3. En second lieu, il résulte de ce qui a été dit au point 2 que Mme A ne remplit pas les conditions prévues pour se voir délivrer un titre de séjour sur le fondement de l'article L. 423-23 du code de l'entrée et du séjour des étrangers et du droit d'asile. Par ailleurs, elle n'a pas demandé le bénéfice de l'article L. 435-1 du code de l'entrée et du séjour des étrangers et du droit d'asile et, contrairement à ce qu'elle soutient, sa longue durée de présence n'imposait pas à l'autorité administrative d'examiner d'office cette possibilité légale de régularisation. Le préfet n'était donc pas tenu de saisir la commission du titre de séjour avant de rejeter sa demande. Par suite, le moyen tiré du vice de procédure doit être écarté.
Sur la décision portant l'obligation de quitter le territoire français :
4. En premier lieu, aux termes de l'article L. 611-1 du code de l'entrée et du séjour des étrangers et du droit d'asile : " L'autorité administrative peut obliger un étranger à quitter le territoire français lorsqu'il se trouve dans les cas suivants : / () 3° L'étranger s'est vu refuser la délivrance d'un titre de séjour, le renouvellement du titre de séjour, du document provisoire délivré à l'occasion d'une demande de titre de séjour ou de l'autorisation provisoire de séjour qui lui avait été délivré ou s'est vu retirer un de ces documents ; () " Aux termes de l'article L. 613-1 de ce code : " La décision portant obligation de quitter le territoire français est motivée. / Dans le cas prévu au 3° de l'article L. 611-1, la décision portant obligation de quitter le territoire français n'a pas à faire l'objet d'une motivation distincte de celle de la décision relative au séjour. () "
5. La décision énonçant l'obligation de quitter le territoire français de Mme A a été prise concomitamment à celle refusant de lui délivrer un titre de séjour.

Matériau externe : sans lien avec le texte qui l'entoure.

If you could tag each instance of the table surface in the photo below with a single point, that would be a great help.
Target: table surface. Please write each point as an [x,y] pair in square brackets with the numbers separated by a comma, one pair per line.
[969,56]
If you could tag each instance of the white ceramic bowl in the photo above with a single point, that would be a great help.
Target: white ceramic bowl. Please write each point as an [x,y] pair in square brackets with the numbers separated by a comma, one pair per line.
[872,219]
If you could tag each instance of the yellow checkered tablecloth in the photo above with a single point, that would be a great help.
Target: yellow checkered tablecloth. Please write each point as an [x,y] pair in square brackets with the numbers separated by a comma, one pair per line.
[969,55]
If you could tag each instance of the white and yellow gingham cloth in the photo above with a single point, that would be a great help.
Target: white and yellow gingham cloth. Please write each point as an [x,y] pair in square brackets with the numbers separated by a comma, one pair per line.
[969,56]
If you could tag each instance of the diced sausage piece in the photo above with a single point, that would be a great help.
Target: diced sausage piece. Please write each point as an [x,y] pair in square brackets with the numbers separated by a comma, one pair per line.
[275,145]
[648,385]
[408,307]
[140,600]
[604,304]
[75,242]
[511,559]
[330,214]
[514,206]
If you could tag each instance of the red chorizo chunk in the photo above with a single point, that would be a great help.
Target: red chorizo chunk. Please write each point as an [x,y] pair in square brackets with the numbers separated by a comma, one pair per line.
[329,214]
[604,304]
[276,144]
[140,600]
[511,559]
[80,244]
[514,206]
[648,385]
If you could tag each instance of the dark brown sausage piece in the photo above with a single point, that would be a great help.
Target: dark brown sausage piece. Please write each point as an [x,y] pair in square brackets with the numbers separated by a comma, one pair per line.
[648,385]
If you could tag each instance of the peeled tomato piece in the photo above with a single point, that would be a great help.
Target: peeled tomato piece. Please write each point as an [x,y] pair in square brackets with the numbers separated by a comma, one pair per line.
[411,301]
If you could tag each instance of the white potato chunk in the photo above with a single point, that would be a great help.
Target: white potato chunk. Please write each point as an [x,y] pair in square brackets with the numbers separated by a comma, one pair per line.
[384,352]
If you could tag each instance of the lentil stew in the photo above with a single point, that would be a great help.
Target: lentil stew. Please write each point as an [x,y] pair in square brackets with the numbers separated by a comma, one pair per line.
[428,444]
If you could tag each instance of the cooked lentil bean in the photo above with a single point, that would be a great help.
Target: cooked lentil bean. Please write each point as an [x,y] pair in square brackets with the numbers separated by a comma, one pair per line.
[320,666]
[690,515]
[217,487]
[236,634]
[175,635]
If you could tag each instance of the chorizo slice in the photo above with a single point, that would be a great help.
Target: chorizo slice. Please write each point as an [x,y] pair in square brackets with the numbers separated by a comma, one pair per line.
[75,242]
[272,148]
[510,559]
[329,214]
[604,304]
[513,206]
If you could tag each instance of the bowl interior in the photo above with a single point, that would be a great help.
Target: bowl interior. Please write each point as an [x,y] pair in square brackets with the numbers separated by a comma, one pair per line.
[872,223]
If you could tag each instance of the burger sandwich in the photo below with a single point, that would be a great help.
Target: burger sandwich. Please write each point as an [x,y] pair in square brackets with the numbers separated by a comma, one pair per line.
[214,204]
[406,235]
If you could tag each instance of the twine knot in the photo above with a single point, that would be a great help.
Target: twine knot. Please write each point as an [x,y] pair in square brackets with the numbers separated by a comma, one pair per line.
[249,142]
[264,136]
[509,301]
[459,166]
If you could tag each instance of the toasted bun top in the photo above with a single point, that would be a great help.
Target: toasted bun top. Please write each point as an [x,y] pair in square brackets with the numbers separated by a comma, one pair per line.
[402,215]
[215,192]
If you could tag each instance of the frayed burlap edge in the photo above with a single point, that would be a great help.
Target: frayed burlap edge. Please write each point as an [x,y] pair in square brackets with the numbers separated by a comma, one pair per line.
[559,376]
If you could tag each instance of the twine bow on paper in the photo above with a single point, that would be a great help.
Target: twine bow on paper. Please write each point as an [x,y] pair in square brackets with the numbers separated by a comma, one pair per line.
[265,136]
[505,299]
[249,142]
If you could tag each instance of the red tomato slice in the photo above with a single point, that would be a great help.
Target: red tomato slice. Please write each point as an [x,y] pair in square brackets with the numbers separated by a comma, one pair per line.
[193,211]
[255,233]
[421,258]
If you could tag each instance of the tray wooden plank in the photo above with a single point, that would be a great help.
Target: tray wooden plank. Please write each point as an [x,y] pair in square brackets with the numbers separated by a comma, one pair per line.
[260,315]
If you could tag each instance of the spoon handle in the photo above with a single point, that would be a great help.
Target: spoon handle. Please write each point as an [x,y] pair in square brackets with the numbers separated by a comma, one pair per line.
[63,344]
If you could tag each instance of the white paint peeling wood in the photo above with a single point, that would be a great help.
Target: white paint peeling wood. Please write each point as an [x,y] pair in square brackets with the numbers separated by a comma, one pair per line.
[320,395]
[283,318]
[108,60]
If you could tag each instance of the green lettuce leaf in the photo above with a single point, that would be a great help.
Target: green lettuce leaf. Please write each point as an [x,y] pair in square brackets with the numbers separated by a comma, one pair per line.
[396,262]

Cette dernière, qui comporte les considérations de fait et de droit qui en constituent le fondement, étant suffisamment motivée, le moyen tiré de l'insuffisance de motivation de la décision portant obligation de quitter le territoire français doit être écarté.
6. En deuxième lieu, il résulte des points 2 et 3 que le moyen tiré de ce que la décision portant obligation de quitter le territoire français repose sur un refus de titre de séjour illégal doit être écarté.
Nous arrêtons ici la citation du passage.